Andrew Card in Maine (Continued)
One of the major tenets of the Bush privatization push has been the assertion that the Social Security trust fund is worthless. (It's not, it's full of U.S. Treasury bonds, which are the most secure monetary instruments in the world and are backed by the full faith and credit of this country) If you accept this premise, then all kinds of threats can be made about the immediate solvency of the program and the horrors of fewer workers paying into the system in years to come. The exact kinds of threats that Card was making in his speech.
When I asked why Bush was calling the trust fund worthless, Card assured me that the President had never said such a thing. I reminded him of the photo-op the President had conducted back in April at the Bureau of Public Debt in Parkersburg, West Virginia. Here's what a quick LEXIS/NEXIS search turns up from that trip:
"The President says the government has already spent the money you paid to fund your Social Security"
"The President visited the Bureau of Public Debt in Parkersburg. He saw the filing cabinet filled with debt slips. President Bush says those slips are all that's left and that Social Security will run out of money."
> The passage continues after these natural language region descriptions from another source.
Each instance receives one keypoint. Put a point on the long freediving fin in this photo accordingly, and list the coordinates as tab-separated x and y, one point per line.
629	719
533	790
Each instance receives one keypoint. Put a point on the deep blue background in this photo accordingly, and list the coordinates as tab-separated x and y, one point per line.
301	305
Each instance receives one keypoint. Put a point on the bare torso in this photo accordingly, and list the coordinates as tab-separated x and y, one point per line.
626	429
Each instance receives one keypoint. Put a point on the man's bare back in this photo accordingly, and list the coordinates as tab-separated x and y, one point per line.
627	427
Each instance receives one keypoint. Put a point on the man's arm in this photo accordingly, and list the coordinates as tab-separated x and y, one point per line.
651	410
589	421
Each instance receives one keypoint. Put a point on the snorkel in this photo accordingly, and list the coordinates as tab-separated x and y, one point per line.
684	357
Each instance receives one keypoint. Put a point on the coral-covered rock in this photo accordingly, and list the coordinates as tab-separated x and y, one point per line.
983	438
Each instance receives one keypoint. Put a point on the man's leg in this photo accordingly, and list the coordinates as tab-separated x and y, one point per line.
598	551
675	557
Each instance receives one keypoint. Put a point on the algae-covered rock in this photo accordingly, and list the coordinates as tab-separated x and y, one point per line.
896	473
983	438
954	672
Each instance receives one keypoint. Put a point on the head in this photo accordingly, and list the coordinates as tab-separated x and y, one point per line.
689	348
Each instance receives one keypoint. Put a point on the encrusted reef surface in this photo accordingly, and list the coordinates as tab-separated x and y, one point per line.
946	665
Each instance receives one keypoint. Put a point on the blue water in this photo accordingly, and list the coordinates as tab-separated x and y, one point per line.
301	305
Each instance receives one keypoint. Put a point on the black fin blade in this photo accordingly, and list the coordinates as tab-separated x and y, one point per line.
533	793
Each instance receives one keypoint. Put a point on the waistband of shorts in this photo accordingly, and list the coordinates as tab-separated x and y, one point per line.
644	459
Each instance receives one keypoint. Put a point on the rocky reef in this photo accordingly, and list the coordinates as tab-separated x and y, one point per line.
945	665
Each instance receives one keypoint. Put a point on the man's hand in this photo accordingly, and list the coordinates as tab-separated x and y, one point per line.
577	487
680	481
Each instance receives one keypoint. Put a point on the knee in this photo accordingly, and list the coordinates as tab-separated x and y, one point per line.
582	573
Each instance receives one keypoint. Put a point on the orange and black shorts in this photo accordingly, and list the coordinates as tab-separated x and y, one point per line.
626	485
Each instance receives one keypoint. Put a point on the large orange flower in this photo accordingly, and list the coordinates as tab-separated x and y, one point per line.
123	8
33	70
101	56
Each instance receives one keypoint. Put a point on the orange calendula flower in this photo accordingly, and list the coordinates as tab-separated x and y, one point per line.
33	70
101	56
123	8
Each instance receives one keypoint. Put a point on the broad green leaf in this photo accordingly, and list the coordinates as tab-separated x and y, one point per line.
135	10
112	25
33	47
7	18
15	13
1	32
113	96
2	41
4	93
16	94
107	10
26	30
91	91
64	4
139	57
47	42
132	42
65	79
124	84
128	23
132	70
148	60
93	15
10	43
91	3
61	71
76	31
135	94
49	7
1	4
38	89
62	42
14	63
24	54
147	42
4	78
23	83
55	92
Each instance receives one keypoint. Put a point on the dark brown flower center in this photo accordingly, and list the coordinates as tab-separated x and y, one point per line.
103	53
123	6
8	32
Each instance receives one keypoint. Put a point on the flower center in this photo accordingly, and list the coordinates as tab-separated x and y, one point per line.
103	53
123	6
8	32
Using a government filing cabinet as a prop, President Bush on Tuesday played to fears that the Social Security Trust Fund is little more than a stack of worthless IOUs. [...]
"There is no trust fund, just IOUs that I saw firsthand, that future generations will pay," Bush said after inspecting the site.
-Knight Ridder Newspapers
"There is no trust fund," [Bush] said later in a speech at West Virginia University [...]
No one but an ignoramus expects there to be actual currency stored someplace for future Social Security payments. The government has used surplus payroll tax revenues for other purposes, replacing them with those Treasury securities.
When the time comes that the Social Security Administration needs to dip into the fund Bush says does not exist, it will redeem those bonds, the same as other investors in Treasuries -- like Japanese pension funds and the Chinese government -- will.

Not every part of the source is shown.